XL-Rettungsschirm für die Europäische Union
Brüssel - Unter dem Druck der Krise in Portugal und der Spannungen zwischen Berlin und Paris wegen Libyen beweist die EU Stärke. Der Euro-Rettungsschirm wird zum dauerhaften Sicherungsnetz ausgebaut. Die 27 Regierungschefs der EU beschlossen, ihn mit noch mehr Geld auszustatten. Damit sollen künftig Ansätze, ein Mitgliedsland durch Spekulation in die Pleite zu treiben, im Keim erstickt werden.
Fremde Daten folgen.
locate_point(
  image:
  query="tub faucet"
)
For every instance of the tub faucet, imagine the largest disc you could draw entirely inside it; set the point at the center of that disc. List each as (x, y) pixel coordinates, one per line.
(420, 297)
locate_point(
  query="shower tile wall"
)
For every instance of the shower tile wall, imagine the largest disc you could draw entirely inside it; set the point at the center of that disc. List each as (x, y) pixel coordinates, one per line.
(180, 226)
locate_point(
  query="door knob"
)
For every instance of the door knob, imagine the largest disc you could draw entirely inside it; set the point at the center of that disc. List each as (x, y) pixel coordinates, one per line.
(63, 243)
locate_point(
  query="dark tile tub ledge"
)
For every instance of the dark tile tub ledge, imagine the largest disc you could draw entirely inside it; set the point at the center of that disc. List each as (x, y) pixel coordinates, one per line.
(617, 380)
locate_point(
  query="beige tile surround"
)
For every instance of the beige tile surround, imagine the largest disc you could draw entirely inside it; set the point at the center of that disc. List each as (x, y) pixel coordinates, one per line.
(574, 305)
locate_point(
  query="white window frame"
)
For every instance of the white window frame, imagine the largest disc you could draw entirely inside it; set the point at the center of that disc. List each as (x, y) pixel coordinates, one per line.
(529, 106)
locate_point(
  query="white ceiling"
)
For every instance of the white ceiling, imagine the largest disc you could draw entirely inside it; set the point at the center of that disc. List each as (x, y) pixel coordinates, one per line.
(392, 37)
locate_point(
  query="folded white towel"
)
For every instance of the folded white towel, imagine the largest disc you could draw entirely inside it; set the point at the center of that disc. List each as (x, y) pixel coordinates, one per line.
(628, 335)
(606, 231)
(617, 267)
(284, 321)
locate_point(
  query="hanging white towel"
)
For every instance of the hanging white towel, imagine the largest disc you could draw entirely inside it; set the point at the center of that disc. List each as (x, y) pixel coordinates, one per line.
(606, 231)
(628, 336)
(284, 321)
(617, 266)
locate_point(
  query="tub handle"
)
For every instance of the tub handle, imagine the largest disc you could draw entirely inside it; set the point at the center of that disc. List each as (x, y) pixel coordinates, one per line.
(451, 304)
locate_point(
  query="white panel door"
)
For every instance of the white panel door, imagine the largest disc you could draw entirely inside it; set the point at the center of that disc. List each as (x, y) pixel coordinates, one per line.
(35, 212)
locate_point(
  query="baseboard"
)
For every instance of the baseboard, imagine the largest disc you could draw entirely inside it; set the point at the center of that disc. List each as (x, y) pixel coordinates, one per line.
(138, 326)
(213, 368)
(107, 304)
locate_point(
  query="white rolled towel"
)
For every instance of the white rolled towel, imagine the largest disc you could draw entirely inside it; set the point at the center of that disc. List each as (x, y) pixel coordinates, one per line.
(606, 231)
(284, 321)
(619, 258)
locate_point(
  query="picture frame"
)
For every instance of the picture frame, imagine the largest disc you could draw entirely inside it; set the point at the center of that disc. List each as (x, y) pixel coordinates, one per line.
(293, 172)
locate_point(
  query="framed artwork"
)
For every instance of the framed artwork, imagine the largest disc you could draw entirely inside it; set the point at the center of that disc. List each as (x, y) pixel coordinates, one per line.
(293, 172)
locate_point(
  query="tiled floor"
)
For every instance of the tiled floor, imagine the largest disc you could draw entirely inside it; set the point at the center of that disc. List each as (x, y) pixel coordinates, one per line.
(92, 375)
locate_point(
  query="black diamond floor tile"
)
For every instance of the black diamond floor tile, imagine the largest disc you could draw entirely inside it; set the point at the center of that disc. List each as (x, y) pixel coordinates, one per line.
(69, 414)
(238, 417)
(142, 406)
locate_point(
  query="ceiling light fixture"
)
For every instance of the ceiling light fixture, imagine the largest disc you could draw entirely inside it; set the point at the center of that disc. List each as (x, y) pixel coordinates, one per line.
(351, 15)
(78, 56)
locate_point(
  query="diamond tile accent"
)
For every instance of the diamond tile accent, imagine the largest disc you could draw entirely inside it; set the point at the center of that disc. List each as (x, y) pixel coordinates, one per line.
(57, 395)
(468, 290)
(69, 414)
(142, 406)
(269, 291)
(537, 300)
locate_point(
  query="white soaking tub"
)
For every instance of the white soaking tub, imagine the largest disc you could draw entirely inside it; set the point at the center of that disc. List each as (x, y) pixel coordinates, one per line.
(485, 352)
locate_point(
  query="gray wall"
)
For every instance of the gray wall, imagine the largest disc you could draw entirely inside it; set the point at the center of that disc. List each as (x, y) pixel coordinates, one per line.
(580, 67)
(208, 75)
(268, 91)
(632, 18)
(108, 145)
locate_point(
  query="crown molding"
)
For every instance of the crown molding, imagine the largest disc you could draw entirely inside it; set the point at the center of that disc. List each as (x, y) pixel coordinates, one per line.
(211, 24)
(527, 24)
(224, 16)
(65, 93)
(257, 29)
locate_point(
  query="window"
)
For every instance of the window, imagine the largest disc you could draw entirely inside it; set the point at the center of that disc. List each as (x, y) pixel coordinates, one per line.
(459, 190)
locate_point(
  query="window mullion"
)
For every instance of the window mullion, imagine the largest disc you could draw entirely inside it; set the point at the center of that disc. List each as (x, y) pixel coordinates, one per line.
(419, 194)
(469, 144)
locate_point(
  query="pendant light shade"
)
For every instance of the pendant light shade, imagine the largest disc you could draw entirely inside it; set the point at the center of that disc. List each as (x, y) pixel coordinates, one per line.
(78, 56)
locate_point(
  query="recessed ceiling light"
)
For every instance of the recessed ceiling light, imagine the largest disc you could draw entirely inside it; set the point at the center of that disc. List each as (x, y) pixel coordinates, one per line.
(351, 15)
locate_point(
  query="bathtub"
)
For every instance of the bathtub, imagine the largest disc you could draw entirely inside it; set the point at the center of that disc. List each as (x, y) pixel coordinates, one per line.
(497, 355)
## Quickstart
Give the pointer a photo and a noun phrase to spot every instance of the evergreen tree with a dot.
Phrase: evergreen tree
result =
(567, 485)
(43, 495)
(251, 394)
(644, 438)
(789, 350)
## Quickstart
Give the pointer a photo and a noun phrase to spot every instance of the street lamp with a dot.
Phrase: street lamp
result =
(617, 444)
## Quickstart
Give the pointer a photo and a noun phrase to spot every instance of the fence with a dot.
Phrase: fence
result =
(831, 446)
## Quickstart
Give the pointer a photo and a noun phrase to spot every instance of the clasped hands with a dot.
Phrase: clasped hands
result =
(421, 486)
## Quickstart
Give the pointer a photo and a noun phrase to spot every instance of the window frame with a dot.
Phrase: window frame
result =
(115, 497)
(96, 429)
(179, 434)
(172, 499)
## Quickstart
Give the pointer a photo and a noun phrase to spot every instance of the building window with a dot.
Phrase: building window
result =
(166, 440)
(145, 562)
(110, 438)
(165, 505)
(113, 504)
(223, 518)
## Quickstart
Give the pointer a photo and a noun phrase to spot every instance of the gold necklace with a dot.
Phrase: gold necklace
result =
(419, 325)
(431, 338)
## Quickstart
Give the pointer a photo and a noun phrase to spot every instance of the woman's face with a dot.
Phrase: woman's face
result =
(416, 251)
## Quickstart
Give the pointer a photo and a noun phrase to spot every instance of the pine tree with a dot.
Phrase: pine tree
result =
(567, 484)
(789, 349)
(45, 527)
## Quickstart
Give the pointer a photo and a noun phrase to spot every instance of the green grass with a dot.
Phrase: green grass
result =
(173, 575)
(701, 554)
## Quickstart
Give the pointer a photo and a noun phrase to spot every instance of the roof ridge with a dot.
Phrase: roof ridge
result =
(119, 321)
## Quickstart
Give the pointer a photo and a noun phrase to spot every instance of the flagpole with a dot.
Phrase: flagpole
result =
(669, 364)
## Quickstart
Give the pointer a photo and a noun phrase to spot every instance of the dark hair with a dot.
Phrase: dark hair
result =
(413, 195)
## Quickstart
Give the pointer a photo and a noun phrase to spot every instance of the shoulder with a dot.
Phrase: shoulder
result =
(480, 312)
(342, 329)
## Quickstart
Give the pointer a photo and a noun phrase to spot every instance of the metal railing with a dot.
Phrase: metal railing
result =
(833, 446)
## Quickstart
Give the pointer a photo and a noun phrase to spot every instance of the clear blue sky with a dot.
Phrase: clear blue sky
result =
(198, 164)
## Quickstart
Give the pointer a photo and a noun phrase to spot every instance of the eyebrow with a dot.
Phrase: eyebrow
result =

Größer, stärker, teurer. Der „Europäische Stabilitätsmechanismus“ ESM soll den bis Mitte 2013 befristeten Rettungsschirm EFSF ablösen. Der bisherige Rettungsschirm bot auf dem Papier Garantien bis zu 440Milliarden Euro. Bei der Irland- Krise wurde ein Teil davon in Anspruch genommen. Bei größeren Krisen könnte der Rettungsschirm aber überfordert sein, weil seine Regeln so gestrickt sind, dass de facto nur 250 Milliarden Euro ausgeliehen werden können. Das ändert sich jetzt. Der Fonds bekommt zusätzliche Garantien, so dass tatsächlich 450 Milliarden ausgezahlt werden könnten.
Als erstes Land dürfte womöglich Portugal vom verstärkten Schutz profitieren. Wichtige Ratingagenturen stuften die Kreditwürdigkeit des Landes herab, deswegen muss Lissabon immer höhere Zinsen zahlen, wenn es Schulden aufnimmt.
Künftig sollen auch private Gläubiger, beispielsweise Banken, an Rettungsaktionen beteiligt werden können. Der ESM wird maximal 500 Milliarden verleihen können, aber Garantien über 700 Milliarden bekommen. Der Grund: Die EU-Regierungschefs wollen eine Top-Bewertung für durch die Ratingagenturen erreichen. Deutschland bürgt für 168 Milliarden Euro und überweist 22 Milliarden Euro direkt.
Wirtschaftspakt nimmt Haushaltssünder an die Kandare. Unternehmen mit Niedrigststeuern anlocken, um später bei der EU betteln zu gehen (Irland), Staatsdiener mit 50 Jahren in Rente schicken und dann im Schuldensumpf versinken (Griechenland) – das soll künftig nicht mehr gehen. Die EUChefs wagen sich an die Behebung eines Grundübels der Währungsunion, die bisher zwar gemeinsames Geld, aber keine gemeinsame Wirtschaftspolitik kennt. Ein Pakt soll dafür sorgen, dass alle Mitglieder solider wirtschaften. Auch 17 Länder, die noch nicht in der Währungsunion sind (etwa Polen und Dänemark) schließen sich dem Pakt an.
Künftig sollen Schuldensünder schon zu Beginn eines Strafverfahrens ein Pfand in Brüssel hinterlegen. Jährlich soll außerdem überprüft werden, ob wichtige Strukturreformen umgesetzt wurden. Ökonom Alexander Koch von der Unicredit kritisiert allerdings, auch der verschärften Version des Paktes fehlten die Zähne. Noch müsse entschieden werden, ab welchen Schwellenwerten bei Defizit und Staatsschuld Sanktionen greifen sollen. Die Märkte bräuchten mehr als „ein eher schwammiges Ergebnis“.